Now that Cloud Service Providers have convinced the market that the cloud is secure enough for their critical workloads, they are having to revisit the conversation. Customers are now expecting their security and compliance issues are taken care of simply by moving their data to a hosted solution.
But this is not the case.
So, what can you do to ensure your data is secure? Below are 5 security questions you should be asking your host to stay secure.
The 5 Security Questions You Need to Ask
1. Has Your Organization Ever Been Breached?
If you are lucky, the answer will be no, but unfortunately, it is more likely to be yes. A breach is not necessarily an indictment against an organization, just fact as part of living in this world. Due to legal reasons, there may be a limited amount of information they can provide. A quick Google search may also provide data for anything that was big enough to require public disclosure.
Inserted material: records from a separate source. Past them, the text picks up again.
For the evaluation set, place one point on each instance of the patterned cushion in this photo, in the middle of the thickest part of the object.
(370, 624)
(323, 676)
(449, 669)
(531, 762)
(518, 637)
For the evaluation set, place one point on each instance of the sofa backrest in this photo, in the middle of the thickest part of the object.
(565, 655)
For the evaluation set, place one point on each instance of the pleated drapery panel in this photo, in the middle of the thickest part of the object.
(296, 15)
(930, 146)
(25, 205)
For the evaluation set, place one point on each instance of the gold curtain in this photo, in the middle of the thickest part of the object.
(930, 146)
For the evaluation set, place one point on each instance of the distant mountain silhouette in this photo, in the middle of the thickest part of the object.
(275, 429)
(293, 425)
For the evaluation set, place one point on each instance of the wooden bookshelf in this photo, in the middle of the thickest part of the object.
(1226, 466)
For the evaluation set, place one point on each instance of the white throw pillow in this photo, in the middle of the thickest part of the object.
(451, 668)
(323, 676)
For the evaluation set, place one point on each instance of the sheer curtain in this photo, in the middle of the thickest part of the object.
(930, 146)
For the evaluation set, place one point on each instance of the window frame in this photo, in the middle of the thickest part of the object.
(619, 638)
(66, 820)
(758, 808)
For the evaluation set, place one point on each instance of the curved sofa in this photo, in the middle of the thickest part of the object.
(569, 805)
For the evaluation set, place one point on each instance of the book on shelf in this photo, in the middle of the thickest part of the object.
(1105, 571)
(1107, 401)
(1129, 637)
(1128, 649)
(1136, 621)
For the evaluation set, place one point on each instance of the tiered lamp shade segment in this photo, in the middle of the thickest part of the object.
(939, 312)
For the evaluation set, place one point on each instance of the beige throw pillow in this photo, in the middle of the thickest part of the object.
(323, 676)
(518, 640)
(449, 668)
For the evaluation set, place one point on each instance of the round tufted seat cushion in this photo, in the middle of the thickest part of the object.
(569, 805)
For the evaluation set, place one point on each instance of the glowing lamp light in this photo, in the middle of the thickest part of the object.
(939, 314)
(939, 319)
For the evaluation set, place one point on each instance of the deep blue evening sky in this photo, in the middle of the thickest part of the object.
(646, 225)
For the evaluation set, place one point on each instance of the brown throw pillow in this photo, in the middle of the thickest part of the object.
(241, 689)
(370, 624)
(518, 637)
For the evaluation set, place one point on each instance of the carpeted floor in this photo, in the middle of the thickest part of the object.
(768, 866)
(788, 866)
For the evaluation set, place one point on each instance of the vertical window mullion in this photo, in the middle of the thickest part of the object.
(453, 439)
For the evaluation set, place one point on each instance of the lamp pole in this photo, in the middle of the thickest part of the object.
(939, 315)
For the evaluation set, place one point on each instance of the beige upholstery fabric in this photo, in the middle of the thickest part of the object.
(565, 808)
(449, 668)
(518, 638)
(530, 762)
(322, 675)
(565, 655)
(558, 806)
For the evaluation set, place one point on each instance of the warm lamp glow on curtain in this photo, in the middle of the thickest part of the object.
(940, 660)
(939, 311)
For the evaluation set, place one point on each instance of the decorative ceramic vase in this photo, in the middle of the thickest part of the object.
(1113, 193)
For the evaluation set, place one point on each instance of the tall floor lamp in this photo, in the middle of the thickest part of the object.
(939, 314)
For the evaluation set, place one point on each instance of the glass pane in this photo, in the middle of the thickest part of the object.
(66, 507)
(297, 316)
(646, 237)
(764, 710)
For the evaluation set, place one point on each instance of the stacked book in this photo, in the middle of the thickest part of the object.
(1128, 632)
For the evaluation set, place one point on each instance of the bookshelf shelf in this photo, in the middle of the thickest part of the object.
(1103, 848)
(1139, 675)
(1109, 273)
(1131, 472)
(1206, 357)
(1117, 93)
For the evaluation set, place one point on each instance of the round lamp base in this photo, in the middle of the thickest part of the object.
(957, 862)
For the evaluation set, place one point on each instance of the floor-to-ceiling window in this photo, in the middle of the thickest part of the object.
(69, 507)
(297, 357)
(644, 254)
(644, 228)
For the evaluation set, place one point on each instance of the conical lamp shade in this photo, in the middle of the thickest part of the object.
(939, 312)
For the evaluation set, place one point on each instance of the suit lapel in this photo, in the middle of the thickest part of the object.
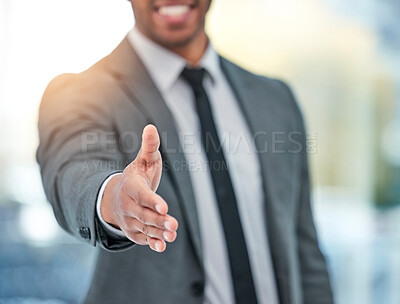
(137, 83)
(262, 116)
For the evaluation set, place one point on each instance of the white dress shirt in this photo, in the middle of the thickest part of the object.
(165, 68)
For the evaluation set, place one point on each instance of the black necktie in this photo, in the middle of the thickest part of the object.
(238, 257)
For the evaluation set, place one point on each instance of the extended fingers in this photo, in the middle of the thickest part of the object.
(150, 144)
(152, 231)
(143, 239)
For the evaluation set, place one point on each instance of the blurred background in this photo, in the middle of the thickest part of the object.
(341, 57)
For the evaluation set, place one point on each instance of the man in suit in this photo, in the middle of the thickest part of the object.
(164, 132)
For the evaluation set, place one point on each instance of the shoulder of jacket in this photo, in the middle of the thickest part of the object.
(95, 83)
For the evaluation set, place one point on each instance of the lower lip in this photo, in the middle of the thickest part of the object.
(175, 20)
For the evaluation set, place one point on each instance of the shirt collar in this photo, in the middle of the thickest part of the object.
(165, 66)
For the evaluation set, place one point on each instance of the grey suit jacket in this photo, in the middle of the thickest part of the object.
(89, 124)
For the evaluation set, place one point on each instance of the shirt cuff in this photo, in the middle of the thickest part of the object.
(109, 229)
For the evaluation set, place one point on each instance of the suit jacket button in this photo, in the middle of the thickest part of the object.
(197, 288)
(84, 232)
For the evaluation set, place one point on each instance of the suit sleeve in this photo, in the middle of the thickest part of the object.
(316, 285)
(78, 150)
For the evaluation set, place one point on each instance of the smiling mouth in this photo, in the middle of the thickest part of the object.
(174, 10)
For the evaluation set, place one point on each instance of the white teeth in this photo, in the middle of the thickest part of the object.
(174, 10)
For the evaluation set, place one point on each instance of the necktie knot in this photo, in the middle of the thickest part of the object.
(194, 77)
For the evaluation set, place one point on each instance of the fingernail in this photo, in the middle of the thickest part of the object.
(158, 246)
(166, 235)
(167, 225)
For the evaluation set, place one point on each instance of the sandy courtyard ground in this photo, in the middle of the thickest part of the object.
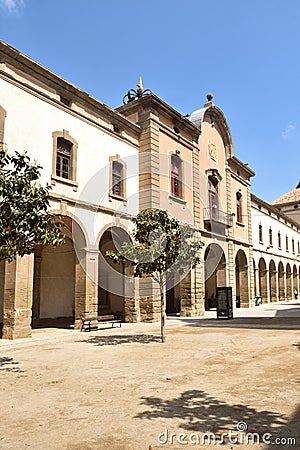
(122, 389)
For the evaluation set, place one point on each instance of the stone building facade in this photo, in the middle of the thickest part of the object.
(276, 252)
(104, 166)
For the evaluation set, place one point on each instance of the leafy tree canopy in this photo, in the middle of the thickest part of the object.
(161, 245)
(24, 218)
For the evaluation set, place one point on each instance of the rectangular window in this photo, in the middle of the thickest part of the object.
(270, 237)
(117, 176)
(239, 207)
(260, 236)
(176, 184)
(63, 158)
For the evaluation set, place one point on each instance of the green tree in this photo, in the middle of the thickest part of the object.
(24, 218)
(161, 246)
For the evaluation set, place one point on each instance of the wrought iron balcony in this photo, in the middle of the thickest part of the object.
(216, 216)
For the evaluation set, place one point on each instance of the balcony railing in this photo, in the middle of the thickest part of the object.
(217, 216)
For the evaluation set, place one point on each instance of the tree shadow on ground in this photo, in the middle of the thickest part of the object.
(9, 365)
(121, 339)
(198, 411)
(272, 323)
(297, 344)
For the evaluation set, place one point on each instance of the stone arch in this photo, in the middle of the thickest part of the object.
(215, 273)
(55, 275)
(241, 279)
(288, 276)
(295, 279)
(112, 287)
(263, 282)
(272, 281)
(281, 286)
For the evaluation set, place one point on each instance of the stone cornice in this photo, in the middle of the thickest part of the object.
(152, 101)
(22, 62)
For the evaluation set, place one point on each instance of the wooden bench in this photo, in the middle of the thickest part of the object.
(109, 318)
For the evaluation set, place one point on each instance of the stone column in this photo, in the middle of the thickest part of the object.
(18, 294)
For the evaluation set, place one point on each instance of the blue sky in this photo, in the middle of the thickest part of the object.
(246, 52)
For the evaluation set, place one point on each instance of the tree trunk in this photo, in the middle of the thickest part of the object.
(163, 313)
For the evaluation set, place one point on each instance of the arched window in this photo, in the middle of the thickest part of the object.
(176, 176)
(239, 216)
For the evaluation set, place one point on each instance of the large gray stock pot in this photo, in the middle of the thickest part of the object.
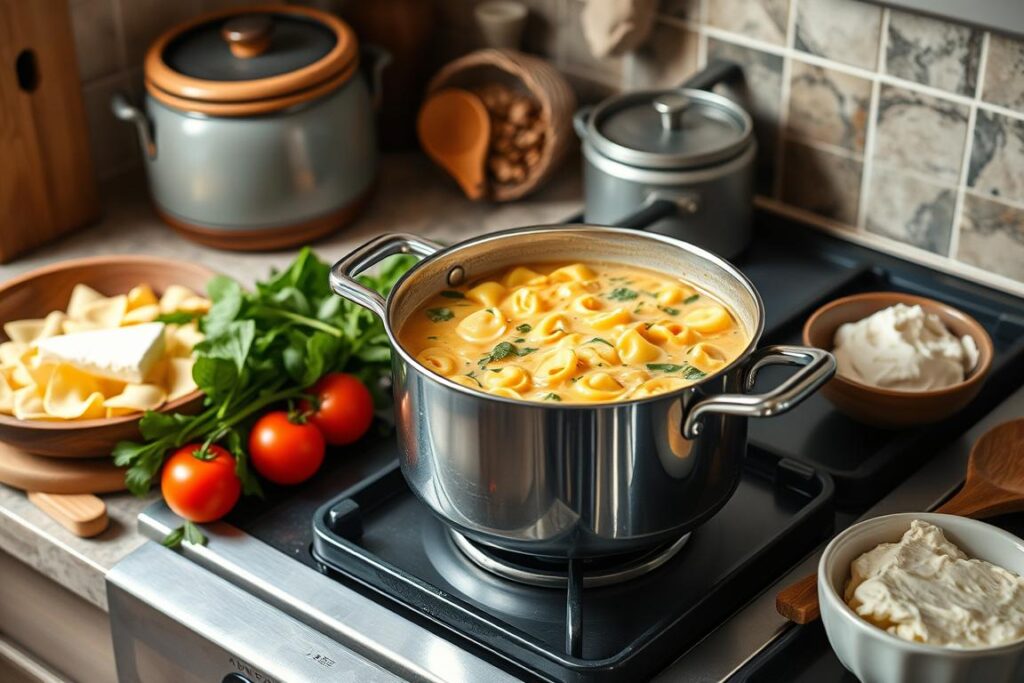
(258, 128)
(568, 480)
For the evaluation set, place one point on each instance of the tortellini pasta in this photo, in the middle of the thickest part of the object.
(561, 332)
(482, 327)
(38, 387)
(523, 303)
(438, 359)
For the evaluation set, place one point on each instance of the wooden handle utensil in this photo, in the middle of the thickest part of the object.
(994, 485)
(82, 514)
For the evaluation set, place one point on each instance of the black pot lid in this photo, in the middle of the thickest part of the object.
(251, 54)
(670, 128)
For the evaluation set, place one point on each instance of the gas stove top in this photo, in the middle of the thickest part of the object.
(354, 556)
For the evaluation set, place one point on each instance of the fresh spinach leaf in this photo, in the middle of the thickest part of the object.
(439, 314)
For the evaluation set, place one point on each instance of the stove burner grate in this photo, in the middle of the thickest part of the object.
(555, 573)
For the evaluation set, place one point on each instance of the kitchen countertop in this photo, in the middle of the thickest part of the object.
(412, 197)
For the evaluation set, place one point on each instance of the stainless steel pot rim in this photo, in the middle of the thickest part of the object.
(654, 160)
(590, 407)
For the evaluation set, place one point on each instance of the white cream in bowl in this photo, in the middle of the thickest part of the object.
(925, 589)
(903, 347)
(876, 654)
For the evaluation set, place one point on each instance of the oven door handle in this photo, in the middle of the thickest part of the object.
(343, 273)
(817, 368)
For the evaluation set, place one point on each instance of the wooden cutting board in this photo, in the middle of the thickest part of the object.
(46, 180)
(52, 475)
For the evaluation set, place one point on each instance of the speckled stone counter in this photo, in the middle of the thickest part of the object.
(412, 197)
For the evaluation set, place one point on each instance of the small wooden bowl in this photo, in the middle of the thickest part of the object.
(535, 76)
(893, 408)
(37, 293)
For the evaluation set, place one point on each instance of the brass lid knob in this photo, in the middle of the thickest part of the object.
(248, 35)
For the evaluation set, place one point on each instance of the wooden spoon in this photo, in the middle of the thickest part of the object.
(455, 130)
(82, 514)
(994, 486)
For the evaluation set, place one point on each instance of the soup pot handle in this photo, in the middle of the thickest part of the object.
(343, 282)
(818, 367)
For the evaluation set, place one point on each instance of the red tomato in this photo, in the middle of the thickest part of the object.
(283, 451)
(345, 411)
(200, 491)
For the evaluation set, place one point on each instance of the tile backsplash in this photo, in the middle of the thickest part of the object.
(896, 130)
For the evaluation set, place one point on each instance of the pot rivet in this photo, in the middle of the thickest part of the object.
(456, 275)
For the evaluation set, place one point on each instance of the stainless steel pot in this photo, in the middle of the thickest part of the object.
(689, 150)
(258, 151)
(564, 480)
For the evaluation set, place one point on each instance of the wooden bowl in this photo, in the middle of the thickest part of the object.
(37, 293)
(894, 408)
(543, 82)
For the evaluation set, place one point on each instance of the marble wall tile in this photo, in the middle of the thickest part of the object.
(1005, 73)
(922, 133)
(828, 107)
(760, 94)
(545, 23)
(114, 142)
(933, 52)
(666, 59)
(573, 51)
(997, 156)
(144, 20)
(910, 210)
(821, 181)
(688, 10)
(97, 39)
(840, 30)
(760, 19)
(992, 237)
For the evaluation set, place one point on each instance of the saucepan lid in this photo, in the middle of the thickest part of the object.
(673, 129)
(251, 60)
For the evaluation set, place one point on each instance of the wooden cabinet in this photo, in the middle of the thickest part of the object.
(47, 184)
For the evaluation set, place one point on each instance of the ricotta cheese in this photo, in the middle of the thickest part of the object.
(126, 354)
(925, 589)
(902, 347)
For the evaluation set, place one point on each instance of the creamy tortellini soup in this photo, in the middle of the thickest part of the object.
(573, 333)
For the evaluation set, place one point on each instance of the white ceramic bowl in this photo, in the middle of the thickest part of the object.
(875, 655)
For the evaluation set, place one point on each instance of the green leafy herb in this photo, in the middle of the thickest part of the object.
(622, 294)
(504, 350)
(692, 373)
(439, 314)
(263, 348)
(664, 368)
(688, 371)
(178, 317)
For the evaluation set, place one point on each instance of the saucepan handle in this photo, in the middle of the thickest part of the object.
(343, 273)
(818, 367)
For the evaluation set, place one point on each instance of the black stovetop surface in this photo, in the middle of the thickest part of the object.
(796, 269)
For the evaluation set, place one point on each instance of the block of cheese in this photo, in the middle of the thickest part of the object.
(126, 354)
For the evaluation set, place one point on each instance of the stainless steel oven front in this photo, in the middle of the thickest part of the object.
(174, 621)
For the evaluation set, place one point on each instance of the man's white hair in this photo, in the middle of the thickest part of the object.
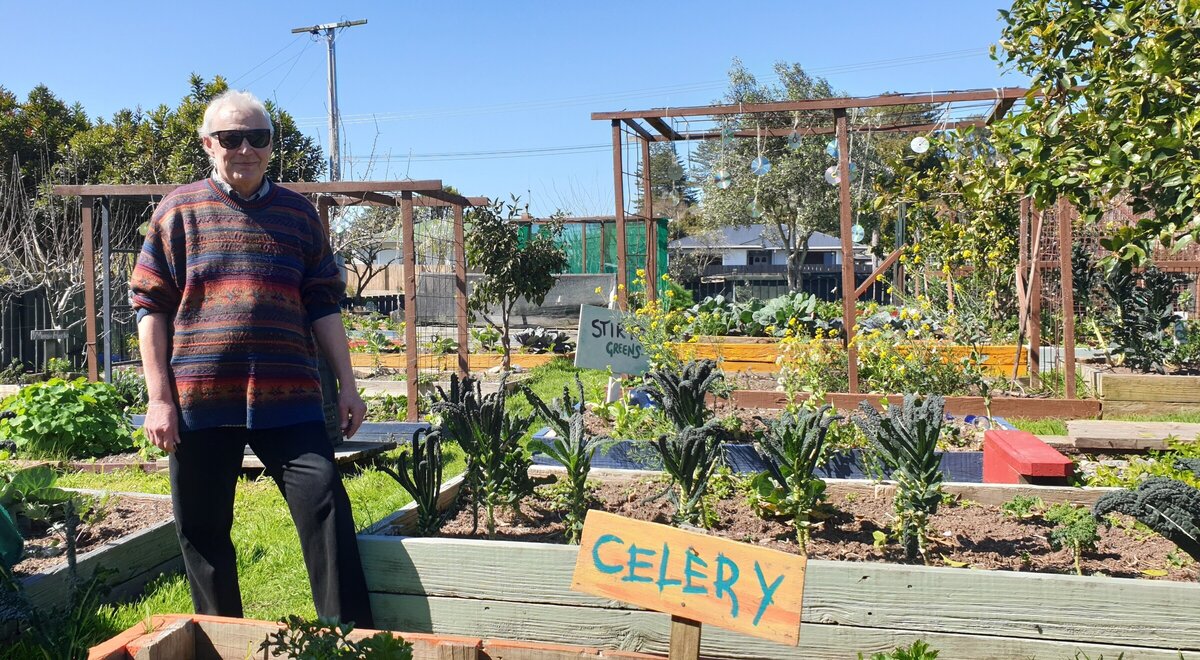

The key takeaway? If they have been breached, you want to understand the scope of the incident, how they handled it, and what measures were put in place to prevent it from happening again.
2. What Compliance Requirements Do You Cover From a Hosting Perspective?
When going through an audit, you will need to provide evidence that your hosting environment is as compliant as your corporate environment. Your provider should provide that evidence to you.
The requirements you care about will be dependant on your industry. They might include SOC 1/2/3 certification, PCI Attestation of Compliance, HIPAA independent audits or Privacy Shield and Data Processor Agreements for GDPR.
Remember, compliant does not necessarily mean secure, but it does indicate strong process and procedure. Any provider that does not have this solid foundation might be an indication of questionable security standards.
3. Do You Perform Regular (or Allow Customers to Perform) 3rd Party Penetration or Vulnerability Scanning?
Most will do some level of testing as part of their compliance requirements and internal security standards. You should be able to provide some information here, though it will likely require a non-disclosure agreement to share any assessment information.
Allowing a customer to perform scans like this can put your cloud computing neighbors at risk of degraded performance or can look like malicious activity. If you want to have an independent assessment done, be prepared to sign fairly strict agreements on the scope of what can be done here.
4. What Security and Compliance Options do You Have Available to Protect My Data? What Level of Support do You Offer for these Options?
This is where the shared responsibility model comes in. The previous security questions focus on protection of the underlying hosting infrastructure to ensure “customers” as a whole are protected.
When it comes to protecting a “customer,” the provider will have additional products and services that can be contracted to meet your needs. These offers will be designed, implemented and maintained around each customer’s specific environmental requirements.
Providers will have varying levels of service for these products. These range from fully managed to simple referrals where the customer (or 3rd party) is responsible for running the platform. Understanding how much of this work your provider can handle for you is an important factor when evaluating them.
5. Who Has Access to My Data? Is My Data Accessible by 3rd Parties?
Be sure you are comfortable with who has access to your data!
Many hosting providers have some sort of separation of duties so that any single employee does not have complete access to your hosted environment. An example might be the networking team that supports firewalls does not have access to customer servers; the front-line Linux support team has the access.
You might also consider asking what level of training is required for those employees who have access.
Common examples of 3rd party access would be off-site backups or a security service whose operations center analyzes data for malicious activity. Generally, any partnership of this nature will include some type of data privacy agreement between the providers. This means you are protected, at least from a legal standpoint.
Communicating exactly which data you are specifically concerned about can help drive more pertinent information. Much of the 3rd party access may not even apply to your specific hosted environment.
The concept to focus on when asking these security questions is “responsibility”. Think of this in relation to a RACI model when managing a project. Just because you have the “R” associated with your name doesn’t necessarily mean you have to do all the work yourself. It means that you’re responsible for making sure the work gets done.
The same is true for the security and compliance responsibilities when moving to a hosted cloud environment. Your provider will have a set of items they are responsible for, and you as the customer will have items that you are responsible for.
Be sure you know exactly what each party is responsible for and you’ll have a good base to be successful. To use an old cliche, knowing is half the battle.